Candlestick Charts are among the most used tools through which traders analyze market activity. This can be attributed to their design – which is relatively easy to interpret – and the vast range of information a trader can read from them. Let’s shine a light on them.
This form of charting was coined in the 17th century by a legendary rice trader who went by the named Honma. This is a significantly long time before we techniques were developed.
Honma built his method on the premise that – as much as the supply-demand plays a role in the price of rice, the emotions of the traders are just as important. The traders emotions being represented as price moves – of different sizes – in different colours.
The Anatomy of Candlestick Charts
Candlestick Charts are built to display four aspects of a commodity’s price movements in a given period. These are, the opening price, the lowest price, the highest price and the closing price for that period.
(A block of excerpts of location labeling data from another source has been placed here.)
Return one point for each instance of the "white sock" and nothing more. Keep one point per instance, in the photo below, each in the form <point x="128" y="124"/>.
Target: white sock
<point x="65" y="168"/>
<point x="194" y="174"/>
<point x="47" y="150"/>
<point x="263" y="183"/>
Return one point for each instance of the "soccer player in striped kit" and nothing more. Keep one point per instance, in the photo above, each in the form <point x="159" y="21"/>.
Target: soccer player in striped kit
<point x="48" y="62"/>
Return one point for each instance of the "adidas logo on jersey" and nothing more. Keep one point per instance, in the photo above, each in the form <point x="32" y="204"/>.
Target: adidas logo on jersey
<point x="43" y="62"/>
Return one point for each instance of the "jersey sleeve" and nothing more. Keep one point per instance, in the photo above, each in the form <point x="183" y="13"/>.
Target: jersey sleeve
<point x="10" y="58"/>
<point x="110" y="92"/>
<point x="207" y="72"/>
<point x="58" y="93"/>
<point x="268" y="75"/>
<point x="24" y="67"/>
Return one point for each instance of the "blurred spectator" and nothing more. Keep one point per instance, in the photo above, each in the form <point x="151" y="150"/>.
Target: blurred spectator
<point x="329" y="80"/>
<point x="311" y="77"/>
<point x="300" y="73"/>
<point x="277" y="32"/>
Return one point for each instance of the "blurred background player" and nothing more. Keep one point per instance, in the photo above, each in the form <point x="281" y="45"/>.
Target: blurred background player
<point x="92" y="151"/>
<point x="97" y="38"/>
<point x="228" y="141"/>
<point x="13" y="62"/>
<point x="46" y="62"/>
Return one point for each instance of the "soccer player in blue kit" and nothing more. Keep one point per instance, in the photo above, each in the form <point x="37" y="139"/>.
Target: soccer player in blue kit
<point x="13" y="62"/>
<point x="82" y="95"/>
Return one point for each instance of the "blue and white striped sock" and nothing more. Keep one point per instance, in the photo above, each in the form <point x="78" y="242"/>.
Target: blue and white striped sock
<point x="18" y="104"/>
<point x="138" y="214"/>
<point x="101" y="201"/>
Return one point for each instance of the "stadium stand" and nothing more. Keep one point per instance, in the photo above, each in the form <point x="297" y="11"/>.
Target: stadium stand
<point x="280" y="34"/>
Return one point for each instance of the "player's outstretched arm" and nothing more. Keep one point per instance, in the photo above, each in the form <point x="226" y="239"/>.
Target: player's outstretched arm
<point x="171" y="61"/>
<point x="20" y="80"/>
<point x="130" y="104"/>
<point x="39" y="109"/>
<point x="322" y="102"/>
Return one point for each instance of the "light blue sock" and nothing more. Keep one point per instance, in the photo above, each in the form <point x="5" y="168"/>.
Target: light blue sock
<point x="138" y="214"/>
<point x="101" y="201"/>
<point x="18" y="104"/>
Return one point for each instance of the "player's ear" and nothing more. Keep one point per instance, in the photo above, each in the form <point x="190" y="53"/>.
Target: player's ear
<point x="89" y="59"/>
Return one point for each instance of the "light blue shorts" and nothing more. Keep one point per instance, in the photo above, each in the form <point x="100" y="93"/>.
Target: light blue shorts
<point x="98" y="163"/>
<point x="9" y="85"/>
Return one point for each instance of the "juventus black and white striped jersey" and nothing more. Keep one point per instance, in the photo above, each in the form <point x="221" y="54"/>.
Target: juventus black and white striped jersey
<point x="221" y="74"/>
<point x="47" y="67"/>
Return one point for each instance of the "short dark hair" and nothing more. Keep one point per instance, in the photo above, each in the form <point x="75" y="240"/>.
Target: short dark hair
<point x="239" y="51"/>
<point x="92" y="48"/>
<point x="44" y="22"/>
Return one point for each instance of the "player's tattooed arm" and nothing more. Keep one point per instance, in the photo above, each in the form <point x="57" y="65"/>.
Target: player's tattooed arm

The position of the opening price is dependent on the direction of the assets price. If the given asset’s price is in an upward move, the opening price will be the bottom of the candle. Inversely, if the price is trending down in that given time frame, the opening price will be at the bottom of the candle.
These price movements are often marked by colours as well. With downward trends being coloured in red or black, while up trends are usually marked in green or white.
The lowest price is marked by a tail coming from the bottom of the main body of the Candlestick. These are sometimes referred to as the wicks of the candle.
One should note that if the closing price marks the lowest point of that period, then there will be no wick.
Just like the lowest price, the highest price point in a session is marked by a wick. The only difference is that the wick is always at the top of the candle’s main body and will not be visible if the closing price of an up trend is in fact the highest point the price got to.
The closing price in a candle represents the last price an asset was traded at during a given time frame. In an up trend, the closing price will be at the top of the candle. In a down trend, the closing will be on the opposite end of the candle.
Candlesticks can also be used as an indicator of market volatility by looking at the range of the price movements. This is shown by the length of the candle (the distance between the open and close).
Traders also use candlesticks to read the general direction of the price movements of specific time frames. The position and colour of each candle are indicators of the direction an asset’s price is moving in.
If the candle is green or white, and positioned to the right of – and somewhat above – the candle prior to it, the price in that session is in an up tick. If the general direction of a session is downward moving, the candle will be red/black and positioned below the previous candle.
It is not difficult to see why traders like candlesticks. They are relatively easy to understand while encompassing a number of important bits of information about market activity. These, coupled with other indicators, can prove themselves an invaluable resource.